Pre-sales proof
A deck a recruiter or account lead could forward in two minutes.
This is the pre-sales layer: what problem the workflow solves, what a customer would see in the demo, what guardrails matter, and how the prototype-to-production line is explained honestly.
This page shows the part of the role that sits between creative, technical, and commercial teams: how to explain the workflow in customer terms without flattening the technical reality.
Slide structure.
This is the forwardable version of the portfolio story: compact, customer-readable, and strong enough to support a real conversation.
The bottleneck
Creative teams do not need more novelty.
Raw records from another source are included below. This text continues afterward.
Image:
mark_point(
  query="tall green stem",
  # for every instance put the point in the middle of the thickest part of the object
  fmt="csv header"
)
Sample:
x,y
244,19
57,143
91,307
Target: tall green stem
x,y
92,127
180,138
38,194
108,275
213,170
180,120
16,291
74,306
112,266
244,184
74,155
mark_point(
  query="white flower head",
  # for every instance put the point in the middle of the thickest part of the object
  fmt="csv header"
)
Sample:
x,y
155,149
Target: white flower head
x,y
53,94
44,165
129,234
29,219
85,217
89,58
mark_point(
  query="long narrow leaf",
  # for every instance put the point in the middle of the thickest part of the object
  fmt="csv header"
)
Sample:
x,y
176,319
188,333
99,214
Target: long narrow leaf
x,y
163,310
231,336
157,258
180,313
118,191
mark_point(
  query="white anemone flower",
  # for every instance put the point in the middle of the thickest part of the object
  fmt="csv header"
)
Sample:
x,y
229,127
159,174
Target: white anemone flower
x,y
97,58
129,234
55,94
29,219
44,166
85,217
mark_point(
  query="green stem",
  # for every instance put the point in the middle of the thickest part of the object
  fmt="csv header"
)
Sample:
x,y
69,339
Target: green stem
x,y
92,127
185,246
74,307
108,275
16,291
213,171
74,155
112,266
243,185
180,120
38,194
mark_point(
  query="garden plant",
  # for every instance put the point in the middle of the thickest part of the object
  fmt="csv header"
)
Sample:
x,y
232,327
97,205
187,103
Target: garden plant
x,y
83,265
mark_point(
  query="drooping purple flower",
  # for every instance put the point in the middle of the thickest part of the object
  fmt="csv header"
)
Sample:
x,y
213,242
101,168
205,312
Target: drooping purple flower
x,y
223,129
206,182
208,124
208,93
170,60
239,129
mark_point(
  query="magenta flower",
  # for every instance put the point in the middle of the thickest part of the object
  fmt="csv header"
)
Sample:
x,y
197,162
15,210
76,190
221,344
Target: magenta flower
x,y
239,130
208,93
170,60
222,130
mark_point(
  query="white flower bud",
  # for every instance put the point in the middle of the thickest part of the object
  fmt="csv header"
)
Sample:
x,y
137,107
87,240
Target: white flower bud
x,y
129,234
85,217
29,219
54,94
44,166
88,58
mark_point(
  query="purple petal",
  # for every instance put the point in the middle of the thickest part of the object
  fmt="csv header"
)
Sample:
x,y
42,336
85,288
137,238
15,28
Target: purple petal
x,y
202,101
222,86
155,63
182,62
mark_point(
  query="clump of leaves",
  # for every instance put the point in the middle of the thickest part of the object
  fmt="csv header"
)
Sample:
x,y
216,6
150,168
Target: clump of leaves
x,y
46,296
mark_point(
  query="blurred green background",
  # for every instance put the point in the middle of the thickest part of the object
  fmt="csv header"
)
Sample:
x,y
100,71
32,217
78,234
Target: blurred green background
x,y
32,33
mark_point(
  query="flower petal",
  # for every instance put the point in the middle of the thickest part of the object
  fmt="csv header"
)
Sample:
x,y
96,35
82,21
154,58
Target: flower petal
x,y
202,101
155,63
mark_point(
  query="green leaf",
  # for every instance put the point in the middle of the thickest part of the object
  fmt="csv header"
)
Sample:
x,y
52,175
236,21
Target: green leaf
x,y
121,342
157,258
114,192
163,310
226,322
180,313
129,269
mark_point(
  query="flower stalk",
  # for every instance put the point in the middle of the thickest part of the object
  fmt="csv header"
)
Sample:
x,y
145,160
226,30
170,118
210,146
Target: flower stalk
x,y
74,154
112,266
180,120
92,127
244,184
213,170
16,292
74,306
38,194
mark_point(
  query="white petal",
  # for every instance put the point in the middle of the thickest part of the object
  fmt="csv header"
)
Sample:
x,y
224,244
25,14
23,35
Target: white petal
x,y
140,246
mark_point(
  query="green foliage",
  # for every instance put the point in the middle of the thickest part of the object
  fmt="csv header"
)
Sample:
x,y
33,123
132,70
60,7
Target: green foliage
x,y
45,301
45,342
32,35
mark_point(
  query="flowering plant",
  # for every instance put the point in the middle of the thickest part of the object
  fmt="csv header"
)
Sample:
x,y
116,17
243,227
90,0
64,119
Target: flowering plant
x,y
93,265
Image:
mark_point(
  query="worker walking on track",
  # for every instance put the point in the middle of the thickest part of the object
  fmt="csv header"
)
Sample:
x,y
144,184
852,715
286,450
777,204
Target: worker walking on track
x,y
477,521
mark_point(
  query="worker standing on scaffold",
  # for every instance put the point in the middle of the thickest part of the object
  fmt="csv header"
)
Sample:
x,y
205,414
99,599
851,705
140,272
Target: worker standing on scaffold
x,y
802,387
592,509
They need control, review, evaluation, and rollout habits around the model.
The live surface
Show one product surface or prototype view and explain what the team should notice there.
The review loop
Frame quality in terms a creative lead and product team can both use: consistency, motion, instruction fit, and editability.
The pilot
Define the narrowest useful rollout: one workflow, one approval path, one success metric, and one risk boundary.
What a hiring manager should feel.
The goal is not to make the portfolio look more finished than it is. It is to make it obvious how you would speak in the room.
The story starts from the customer problem, not the repo.
Prototype boundaries are named cleanly instead of hidden behind hype.
The workflow is grounded in film and post-production judgment, not only systems language.
The close is about adoption, review, and rollout, which is the real enterprise conversation.
"A strong demo deck does not just explain the tool. It helps the customer imagine the workflow living inside their team."